Se i partiti dovessero accordarsi per eleggere di nuovo un esponente grillino, la corsa è a due tra Licheri e Nocerino, così da rispecchiare lo scontro interno tra il leader Conte e il ministro degli Esteri Di Maio.

Se invece non si dovesse trovare un accordo e si andasse verso un liberi tutti, ecco che a Nocerino ( comunque, a oggi, la candidata più forte), si fa strada l’ipotesi di contrapporre nientemeno che Stefania Craxi, senatrice di Forza Italia che di crisi internazionale e del rapporto tra Italia e Stati Uniti qualcosina ne sa.

Se non altro per il vissuto di suo padre Bettino, che da presidente del Consiglio nel 1985 venne faccia a faccia, metaforicamente parlando, con gli Usa durante le ore più tese tra Washington e Roma, quelle della celebre crisi di Sigonella.

Gli azzurri sono infatti a corto di presidenze nelle commissioni di palazzo Madama e su Craxi potrebbero giocare di sponda con Italia viva, in queste ore il partito più attivo nel cercare di strappare la presidenza al Movimento. Che per bocca di Conte ha detto di «rivendicare legittimamente» il ruolo che fu di Petrocelli. «Non sta scritto da nessuna parte che spetti di nuovo a loro», ha tuonato il capogruppo renziano al Senato, Davide Faraone.
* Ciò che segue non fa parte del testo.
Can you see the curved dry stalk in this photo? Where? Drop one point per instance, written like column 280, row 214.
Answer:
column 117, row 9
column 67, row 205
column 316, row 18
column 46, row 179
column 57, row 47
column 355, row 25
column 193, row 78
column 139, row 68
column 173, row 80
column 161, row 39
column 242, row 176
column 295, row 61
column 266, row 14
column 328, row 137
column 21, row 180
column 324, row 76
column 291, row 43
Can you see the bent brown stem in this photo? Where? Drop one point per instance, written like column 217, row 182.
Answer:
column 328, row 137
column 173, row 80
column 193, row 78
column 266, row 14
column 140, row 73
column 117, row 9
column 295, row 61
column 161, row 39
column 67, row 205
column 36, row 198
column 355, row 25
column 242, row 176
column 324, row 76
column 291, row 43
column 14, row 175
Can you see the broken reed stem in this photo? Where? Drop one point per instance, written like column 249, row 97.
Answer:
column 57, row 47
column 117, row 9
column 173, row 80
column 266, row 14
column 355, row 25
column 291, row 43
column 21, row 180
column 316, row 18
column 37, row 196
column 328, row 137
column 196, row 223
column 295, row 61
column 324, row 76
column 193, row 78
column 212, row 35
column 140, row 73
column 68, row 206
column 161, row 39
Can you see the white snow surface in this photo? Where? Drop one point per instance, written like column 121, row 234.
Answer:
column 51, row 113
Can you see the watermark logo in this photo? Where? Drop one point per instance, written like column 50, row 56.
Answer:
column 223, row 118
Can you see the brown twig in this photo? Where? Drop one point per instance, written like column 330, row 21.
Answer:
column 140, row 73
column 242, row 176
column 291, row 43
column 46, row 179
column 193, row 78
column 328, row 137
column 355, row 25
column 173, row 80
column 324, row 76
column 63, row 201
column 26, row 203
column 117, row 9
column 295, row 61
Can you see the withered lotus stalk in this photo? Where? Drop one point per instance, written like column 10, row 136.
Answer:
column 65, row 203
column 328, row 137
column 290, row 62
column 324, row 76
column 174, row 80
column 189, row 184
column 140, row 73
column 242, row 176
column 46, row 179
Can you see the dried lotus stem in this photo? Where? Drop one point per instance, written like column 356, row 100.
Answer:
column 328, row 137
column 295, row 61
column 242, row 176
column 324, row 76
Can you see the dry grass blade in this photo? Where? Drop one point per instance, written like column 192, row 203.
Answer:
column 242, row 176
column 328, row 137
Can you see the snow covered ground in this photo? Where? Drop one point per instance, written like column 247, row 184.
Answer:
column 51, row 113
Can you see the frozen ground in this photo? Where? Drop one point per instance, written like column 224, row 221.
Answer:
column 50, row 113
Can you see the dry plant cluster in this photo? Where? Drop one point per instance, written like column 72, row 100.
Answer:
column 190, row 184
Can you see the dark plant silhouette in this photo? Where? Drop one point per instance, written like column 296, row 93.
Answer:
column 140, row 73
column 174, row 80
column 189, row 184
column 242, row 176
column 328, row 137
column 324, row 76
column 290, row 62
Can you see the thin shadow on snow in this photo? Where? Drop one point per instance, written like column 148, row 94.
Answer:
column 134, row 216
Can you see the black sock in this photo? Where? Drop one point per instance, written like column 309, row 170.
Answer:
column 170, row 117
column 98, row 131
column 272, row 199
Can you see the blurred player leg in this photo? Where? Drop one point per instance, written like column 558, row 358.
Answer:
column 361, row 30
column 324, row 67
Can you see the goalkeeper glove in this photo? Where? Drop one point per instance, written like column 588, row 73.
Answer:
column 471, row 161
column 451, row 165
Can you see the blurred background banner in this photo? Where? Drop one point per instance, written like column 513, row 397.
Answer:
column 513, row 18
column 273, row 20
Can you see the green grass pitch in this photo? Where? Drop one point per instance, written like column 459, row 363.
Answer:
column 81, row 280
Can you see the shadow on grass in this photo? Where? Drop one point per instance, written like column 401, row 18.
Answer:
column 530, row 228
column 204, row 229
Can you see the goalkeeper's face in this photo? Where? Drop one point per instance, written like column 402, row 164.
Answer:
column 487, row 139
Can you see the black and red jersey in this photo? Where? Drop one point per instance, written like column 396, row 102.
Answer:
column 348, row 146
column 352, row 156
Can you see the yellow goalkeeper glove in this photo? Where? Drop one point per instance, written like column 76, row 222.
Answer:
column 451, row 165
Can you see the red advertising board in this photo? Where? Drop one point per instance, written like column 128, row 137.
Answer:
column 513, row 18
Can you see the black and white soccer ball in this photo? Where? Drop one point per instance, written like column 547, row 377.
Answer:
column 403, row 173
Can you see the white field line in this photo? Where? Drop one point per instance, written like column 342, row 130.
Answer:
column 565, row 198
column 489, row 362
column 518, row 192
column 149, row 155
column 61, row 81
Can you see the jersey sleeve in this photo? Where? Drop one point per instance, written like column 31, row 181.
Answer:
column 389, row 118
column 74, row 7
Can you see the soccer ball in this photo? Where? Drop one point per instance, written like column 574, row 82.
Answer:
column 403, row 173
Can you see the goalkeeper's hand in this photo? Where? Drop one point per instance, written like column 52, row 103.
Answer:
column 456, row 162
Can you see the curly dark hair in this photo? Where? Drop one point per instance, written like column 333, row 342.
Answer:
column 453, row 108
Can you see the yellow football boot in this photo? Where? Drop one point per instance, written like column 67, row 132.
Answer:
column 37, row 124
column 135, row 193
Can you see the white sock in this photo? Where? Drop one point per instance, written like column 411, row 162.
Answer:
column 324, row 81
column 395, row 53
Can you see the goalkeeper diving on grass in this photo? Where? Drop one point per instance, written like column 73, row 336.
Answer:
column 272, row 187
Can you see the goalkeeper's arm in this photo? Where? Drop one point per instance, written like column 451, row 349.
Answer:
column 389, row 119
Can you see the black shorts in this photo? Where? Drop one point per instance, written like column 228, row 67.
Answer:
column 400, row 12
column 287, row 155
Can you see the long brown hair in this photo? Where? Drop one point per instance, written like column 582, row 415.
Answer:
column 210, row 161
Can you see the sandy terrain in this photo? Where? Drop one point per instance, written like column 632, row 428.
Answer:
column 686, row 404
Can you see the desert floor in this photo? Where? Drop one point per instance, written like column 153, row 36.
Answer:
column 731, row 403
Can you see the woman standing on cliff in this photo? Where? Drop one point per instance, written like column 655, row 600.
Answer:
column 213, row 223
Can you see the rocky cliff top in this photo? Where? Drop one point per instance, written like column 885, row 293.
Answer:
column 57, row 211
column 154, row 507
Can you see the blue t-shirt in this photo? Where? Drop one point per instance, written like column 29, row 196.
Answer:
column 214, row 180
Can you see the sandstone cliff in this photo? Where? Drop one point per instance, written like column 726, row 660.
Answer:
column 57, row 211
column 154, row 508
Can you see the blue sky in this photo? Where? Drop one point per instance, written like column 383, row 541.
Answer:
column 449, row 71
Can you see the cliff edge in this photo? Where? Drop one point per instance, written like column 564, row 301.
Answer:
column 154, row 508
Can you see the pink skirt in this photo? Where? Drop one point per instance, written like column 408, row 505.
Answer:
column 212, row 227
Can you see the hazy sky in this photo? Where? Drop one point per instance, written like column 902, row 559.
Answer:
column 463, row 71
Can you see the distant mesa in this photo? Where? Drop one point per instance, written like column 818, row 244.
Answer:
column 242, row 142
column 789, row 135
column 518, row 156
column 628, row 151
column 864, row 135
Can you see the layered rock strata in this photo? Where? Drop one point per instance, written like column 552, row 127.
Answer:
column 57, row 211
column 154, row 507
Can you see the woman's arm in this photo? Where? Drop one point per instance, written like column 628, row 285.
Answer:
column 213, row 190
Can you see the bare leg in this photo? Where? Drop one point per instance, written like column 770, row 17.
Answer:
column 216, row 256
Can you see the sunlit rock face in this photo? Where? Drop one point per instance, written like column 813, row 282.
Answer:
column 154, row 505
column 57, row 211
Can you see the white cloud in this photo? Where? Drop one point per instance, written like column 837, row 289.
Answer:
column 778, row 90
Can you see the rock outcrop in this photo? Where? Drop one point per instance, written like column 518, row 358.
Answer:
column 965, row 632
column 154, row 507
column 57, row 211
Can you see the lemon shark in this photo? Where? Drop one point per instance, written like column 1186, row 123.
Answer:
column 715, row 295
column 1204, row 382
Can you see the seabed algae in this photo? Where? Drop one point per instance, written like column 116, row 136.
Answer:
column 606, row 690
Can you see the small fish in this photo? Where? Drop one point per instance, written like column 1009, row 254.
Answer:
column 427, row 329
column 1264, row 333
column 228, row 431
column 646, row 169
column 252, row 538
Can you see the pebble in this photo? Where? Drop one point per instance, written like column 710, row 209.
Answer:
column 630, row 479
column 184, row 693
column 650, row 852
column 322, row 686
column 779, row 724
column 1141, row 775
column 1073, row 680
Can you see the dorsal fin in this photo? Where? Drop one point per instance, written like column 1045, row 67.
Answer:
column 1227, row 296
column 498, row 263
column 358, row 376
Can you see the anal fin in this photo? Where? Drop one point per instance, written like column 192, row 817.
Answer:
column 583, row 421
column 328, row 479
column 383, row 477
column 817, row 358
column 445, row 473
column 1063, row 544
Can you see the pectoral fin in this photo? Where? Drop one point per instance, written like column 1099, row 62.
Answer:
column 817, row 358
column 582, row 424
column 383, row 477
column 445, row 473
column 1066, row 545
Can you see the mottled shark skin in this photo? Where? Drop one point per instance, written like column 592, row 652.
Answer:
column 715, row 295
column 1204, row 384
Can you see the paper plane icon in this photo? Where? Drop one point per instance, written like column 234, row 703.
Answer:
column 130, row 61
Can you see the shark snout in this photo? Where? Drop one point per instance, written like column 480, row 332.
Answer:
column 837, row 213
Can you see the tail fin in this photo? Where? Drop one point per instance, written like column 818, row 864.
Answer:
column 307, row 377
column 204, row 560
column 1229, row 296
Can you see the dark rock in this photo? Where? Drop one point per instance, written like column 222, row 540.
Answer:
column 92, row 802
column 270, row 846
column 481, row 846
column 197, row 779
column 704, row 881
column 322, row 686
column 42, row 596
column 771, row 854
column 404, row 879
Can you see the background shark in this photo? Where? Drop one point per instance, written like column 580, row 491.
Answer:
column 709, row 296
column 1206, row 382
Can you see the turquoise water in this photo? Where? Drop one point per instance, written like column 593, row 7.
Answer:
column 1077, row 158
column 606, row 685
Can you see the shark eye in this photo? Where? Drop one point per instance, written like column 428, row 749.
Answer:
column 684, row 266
Ma i voti non basterebbero comunque, visto che su 22 componenti ne servirebbero almeno 12 nelle prime due votazioni, la maggioranza semplice dalla terza. I forzisti sono in tre, per i renziani c’è la sola Laura Garavini.

Aggiungendo anche il Pd arriviamo a sette. Comunque troppo pochi, anche perché il voto è segreto. Insomma, per eleggere il nuovo presidente ci sarà bisogno di un accordo ampio, che vada oltre le coalizioni.

Intanto, c’è da registrare lo sfogo di Petrocelli, che abbandonato da tutti si scaglia contro il suo ( ex? Forse, boh) partito. «Il 31 marzo il M5S, insieme ad altri, ha dato una delega in bianco al governo sulle armi all’Ucraina - scrive il senatore - Delega che rende le parole dei leader e soprattutto di Conte una ipocrita propaganda».

Per poi definire la propria rimozione «una vendetta politica dei partiti guerrafondai». E a proposito di dissidi tra partiti, la prossima settimana sarà anche quella della resa dei conti sulla questione Ucraina, con l'informativa di Draghi in Senato, giovedì, e il voto sulla richiesta di ammissione di Finlandia e Svezia nella Nato.

Su quest’ultimo punto non c’è ancora una data, ma vista la procedura d’urgenza dovrebbe avvenire entro poche settimane. Nel frattempo, Draghi incontra mercoledì a palazzo Chigi la premier finlandese Sanna Marin.

Tutti i partiti si sono dichiarati esplicitamente a favore dell’ingresso di Helsinki e Stoccolma nell’Alleanza Atlantica, tranne il Movimento. E sarà quella la vera resa dei conti in maggioranza.